This repository uses multiple layers of security to protect sensitive data.

Sensitive configuration (API keys, tokens, credentials) is encrypted using Ansible Vault.

Setup:

1. Create a vault password file (git-ignored):

   ./dotfiles secret init

2. Set secrets using the CLI:

   ./dotfiles secret set mcp_secrets.myservice.api_key

3. Secrets are stored encrypted in profiles/{profile}/secrets/{profile}.yml

Important: The .vault_password file is git-ignored and must NEVER be committed to the repository.

For personal information (name, email, SSH keys), the system uses 1Password CLI (op read) to resolve secrets dynamically at runtime rather than storing them in configuration files.

Example from gitconfig:

[user]
name = {{ lookup('pipe', 'op read "op://Personal/GitHub/name"') }}
email = {{ lookup('pipe', 'op read "op://Personal/GitHub/email"') }}

This ensures sensitive personal data is never stored in the repository, even encrypted.

Personal and work-specific configuration should be stored in private profiles under profiles/private/:

# Create a private profile
./dotfiles profile bootstrap mycompany

# This creates profiles/private/mycompany/ which is git-ignored

Private profiles can be managed as separate git repositories, allowing you to:

• Keep work configs in a private company repo
• Share the main dotfiles publicly while keeping personal data private
• Separate concerns between different environments

The profiles/private/ directory is git-ignored by default and will never be committed to the public repository.

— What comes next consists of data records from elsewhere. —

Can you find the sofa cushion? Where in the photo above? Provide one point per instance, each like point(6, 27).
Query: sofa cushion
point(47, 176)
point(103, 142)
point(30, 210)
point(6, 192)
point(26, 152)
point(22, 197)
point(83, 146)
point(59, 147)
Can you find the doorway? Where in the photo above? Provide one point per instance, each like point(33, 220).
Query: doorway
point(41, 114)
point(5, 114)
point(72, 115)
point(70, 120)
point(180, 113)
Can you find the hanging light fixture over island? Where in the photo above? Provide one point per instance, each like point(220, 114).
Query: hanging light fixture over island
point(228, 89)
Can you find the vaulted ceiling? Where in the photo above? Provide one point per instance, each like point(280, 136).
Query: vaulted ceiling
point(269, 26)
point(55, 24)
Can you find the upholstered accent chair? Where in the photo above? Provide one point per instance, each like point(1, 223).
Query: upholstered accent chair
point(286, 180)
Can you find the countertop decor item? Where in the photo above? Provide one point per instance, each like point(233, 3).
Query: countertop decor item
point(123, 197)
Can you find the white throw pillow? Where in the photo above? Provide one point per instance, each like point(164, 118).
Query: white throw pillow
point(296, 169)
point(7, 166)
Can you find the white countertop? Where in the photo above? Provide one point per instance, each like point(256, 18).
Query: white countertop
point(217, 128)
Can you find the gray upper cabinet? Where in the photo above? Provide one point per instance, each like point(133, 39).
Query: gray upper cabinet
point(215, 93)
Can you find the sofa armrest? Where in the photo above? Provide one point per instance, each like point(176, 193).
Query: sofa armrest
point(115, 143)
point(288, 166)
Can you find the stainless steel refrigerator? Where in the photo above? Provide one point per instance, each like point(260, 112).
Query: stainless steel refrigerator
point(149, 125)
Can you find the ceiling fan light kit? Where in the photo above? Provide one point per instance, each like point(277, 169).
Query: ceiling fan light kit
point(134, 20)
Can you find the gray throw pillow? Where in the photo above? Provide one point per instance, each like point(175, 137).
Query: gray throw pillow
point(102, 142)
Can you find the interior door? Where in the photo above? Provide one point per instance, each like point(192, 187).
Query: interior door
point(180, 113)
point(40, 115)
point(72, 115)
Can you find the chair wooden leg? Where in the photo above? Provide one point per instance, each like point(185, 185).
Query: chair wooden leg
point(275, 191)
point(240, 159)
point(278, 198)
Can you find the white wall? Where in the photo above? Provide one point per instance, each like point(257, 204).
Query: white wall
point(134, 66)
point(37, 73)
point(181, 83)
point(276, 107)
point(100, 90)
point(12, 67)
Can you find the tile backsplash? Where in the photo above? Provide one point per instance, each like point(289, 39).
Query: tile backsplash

Never commit these to the repository:

• .vault_password files (vault encryption passwords)
• Unencrypted API keys, tokens, or credentials
• SSH private keys (only public keys, if necessary)
• Personal email addresses or names (use op read instead)
• Internal hostnames or IP addresses
• Company-specific configuration (use private profiles)
• 1Password vault item IDs (use in private profiles only)

Safe to commit:

• Encrypted secrets.yml files (vault-encrypted)
• Public SSH keys referenced via op read
• Generic configuration templates
• Public package lists (brew formulae, casks)

The repository includes TruffleHog in pre-commit hooks to detect accidentally committed secrets:

# Run security scan manually
mise x -- uv run pre-commit run trufflehog --all-files

This will catch common patterns like:

• API keys and tokens
• AWS credentials
• Private keys
• Passwords in plaintext

If you discover a security vulnerability in this repository, please report it responsibly:

Preferred: Use GitHub Security Advisories for private disclosure

Alternative: Open a public issue at https://github.com/igrybkov/dotfiles/issues (for non-sensitive security improvements)

Please include:

• Description of the vulnerability
• Steps to reproduce
• Potential impact
• Suggested fix (if available)

We'll respond to security reports as quickly as possible and coordinate disclosure timing with you.

When contributing or forking this repository:

1. Review before committing: Use git diff --staged to verify no secrets are included
2. Use vault encryption: Store all secrets in encrypted secrets.yml files
3. Leverage private profiles: Keep work/personal config in profiles/private/
4. Use 1Password CLI: Reference dynamic secrets with op read instead of hardcoding
5. Enable pre-commit hooks: Run mise x -- uv run pre-commit install to catch issues early
6. Audit your fork: Run secret scanning tools on your fork before making it public

Backup your vault passwords securely:

• Store vault passwords in 1Password, not in plaintext files
• Use different vault passwords for different profiles
• Document which vault password protects which profile's secrets

Rotating vault passwords:

# Change vault password for a specific profile
./dotfiles secret rekey common

# Change vault password for all profiles
./dotfiles secret rekey --all

This re-encrypts all secrets with a new password while preserving the data.